Monsieur le président, madame la ministre, mes chers collègues, l’année 2009, qui est celle de la célébration du cinquantième anniversaire de la création du ministère de la culture, sera à n’en pas douter une année charnière pour l’ensemble des acteurs culturels de notre pays.
La réforme de l’audiovisuel public, la mise en place d’une nouvelle législation sur la protection des droits d’auteur sur internet, les conclusions des États généraux de la presse ou encore celles des Entretiens de Valois sont autant de mesures qui impacteront le rapport de nos concitoyens avec le monde de la culture et de la création pour les années à venir.
Dans ce contexte de quasi-foisonnement des réformes engagées par votre ministère, nous nous attendions, avec mes collègues du groupe socialiste, à la présentation d’un budget offensif et volontaire d’accompagnement des mesures engagées. Il n’en est rien.
L’augmentation des crédits du ministère de la culture et de la communication, qui passent de 2, 750 milliards d’euros en 2008 à 2, 821 milliards d’euros en 2009 - soit une hausse affichée de 2, 6 % - doit être relativisée. Cette augmentation est tout d’abord celle des crédits de paiement, qui incluent 35 millions d’euros de ressources extrabudgétaires issues de cessions d’immeubles appartenant à l’État, donc des recettes non pérennes.
Hors ressources extrabudgétaires et hors dépenses de personnel - ces dernières étant incompressibles -, ladite augmentation n’est plus que de 0, 2 %, c’est-à-dire qu’elle est quasi nulle.
En outre, cet affichage en hausse ne concerne pas les autorisations d’engagement de votre ministère, qui chutent de 2, 7 % par rapport à 2008, si l’on déduit les dépenses de personnel et les ressources extrabudgétaires.

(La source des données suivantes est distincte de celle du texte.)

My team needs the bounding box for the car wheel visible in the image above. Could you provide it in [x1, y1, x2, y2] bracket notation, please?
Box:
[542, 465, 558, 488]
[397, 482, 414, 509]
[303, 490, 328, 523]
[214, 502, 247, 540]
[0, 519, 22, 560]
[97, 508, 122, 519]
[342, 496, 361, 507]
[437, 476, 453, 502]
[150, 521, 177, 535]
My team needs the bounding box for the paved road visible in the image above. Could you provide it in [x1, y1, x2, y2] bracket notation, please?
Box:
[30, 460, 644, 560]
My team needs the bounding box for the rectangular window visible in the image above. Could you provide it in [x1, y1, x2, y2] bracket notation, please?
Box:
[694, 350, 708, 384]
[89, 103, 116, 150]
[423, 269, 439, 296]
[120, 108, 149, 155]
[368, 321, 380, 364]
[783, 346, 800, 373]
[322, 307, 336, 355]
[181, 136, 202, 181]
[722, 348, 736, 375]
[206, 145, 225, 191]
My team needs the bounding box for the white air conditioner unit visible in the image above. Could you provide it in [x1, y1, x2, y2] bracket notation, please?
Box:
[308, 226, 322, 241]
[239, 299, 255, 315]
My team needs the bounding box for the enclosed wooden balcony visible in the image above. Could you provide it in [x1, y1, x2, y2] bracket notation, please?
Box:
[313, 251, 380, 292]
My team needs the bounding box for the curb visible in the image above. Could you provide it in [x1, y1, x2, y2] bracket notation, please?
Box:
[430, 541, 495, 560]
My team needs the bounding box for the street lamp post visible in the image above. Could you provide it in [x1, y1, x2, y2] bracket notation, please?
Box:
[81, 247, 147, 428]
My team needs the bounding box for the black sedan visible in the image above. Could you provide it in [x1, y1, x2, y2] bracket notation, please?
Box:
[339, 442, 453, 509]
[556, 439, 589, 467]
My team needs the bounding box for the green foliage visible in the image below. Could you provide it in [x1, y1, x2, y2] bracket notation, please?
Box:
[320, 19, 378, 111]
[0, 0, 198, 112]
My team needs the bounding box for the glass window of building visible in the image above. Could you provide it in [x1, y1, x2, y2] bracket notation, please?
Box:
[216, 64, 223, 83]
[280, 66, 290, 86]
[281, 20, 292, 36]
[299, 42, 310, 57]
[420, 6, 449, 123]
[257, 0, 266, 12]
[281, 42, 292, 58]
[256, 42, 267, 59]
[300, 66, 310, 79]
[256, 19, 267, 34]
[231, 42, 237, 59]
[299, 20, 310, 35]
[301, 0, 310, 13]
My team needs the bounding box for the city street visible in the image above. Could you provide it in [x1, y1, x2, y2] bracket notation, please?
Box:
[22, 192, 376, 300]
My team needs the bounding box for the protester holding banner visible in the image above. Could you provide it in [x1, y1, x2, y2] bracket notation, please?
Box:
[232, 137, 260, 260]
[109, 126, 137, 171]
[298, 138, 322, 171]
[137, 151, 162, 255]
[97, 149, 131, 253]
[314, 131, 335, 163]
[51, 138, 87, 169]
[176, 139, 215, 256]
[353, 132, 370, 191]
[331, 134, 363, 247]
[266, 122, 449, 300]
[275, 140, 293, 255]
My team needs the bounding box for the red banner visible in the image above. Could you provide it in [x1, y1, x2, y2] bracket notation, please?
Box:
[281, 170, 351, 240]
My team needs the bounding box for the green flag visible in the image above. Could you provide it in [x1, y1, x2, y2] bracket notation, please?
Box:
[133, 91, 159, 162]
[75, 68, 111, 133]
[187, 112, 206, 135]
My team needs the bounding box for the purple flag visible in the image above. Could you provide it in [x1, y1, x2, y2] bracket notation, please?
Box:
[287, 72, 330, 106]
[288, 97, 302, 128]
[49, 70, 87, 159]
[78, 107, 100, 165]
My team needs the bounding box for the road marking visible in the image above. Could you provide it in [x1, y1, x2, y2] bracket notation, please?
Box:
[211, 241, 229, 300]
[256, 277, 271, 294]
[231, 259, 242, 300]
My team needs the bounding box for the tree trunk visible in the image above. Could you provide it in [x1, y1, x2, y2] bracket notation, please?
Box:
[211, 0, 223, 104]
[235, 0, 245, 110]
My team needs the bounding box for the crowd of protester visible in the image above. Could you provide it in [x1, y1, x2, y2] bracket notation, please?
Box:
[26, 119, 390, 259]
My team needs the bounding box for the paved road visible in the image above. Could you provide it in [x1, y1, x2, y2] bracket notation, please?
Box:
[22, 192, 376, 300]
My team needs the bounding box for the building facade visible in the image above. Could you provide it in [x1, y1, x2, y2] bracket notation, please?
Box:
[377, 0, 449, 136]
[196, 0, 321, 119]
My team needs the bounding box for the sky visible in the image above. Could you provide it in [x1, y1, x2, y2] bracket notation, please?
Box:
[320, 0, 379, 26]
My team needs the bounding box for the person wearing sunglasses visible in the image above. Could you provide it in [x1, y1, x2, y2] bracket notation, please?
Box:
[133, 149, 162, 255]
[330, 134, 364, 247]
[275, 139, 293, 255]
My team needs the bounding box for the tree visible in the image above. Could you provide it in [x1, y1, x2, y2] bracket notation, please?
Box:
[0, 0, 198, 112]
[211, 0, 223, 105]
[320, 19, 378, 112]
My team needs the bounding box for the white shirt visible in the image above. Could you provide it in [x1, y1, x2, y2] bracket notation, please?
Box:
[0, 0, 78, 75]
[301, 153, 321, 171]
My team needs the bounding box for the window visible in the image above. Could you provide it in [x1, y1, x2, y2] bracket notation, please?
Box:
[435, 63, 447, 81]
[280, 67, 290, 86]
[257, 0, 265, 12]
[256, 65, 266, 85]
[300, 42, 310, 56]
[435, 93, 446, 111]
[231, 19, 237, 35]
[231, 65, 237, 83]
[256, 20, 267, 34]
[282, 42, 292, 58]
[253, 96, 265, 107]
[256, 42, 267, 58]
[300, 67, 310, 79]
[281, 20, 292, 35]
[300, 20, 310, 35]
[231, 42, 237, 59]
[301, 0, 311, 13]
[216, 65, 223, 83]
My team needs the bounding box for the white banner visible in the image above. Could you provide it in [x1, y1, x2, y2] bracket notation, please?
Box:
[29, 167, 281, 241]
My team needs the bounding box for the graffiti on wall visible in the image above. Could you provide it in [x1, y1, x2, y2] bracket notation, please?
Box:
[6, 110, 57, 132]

Les capacités de dépense de votre ministère seront donc inférieures à ce qu’elles étaient l’an passé, alors que, dans le même temps, la révision générale des politiques publiques vous impose un gel de 5 % des crédits.
Dans ces conditions, on comprend mieux, madame la ministre, le désarroi que vous avez exprimé auprès de nos collègues de l’Assemblée nationale lors de l’examen en commission élargie du projet de budget de la culture. Vous aviez en effet eu ce mot, permettez-moi de vous citer : « Quand je m’observe, je me désole, mais quand je me compare, je me console ! »
Permettez-moi de vous dire que nous ne partageons pas du tout ce sentiment et que nous sommes loin de nous sentir consolés, quelle que soit la situation de vos homologues européens. Bien au contraire, nous sommes inquiets de la faiblesse des moyens qui vous sont alloués.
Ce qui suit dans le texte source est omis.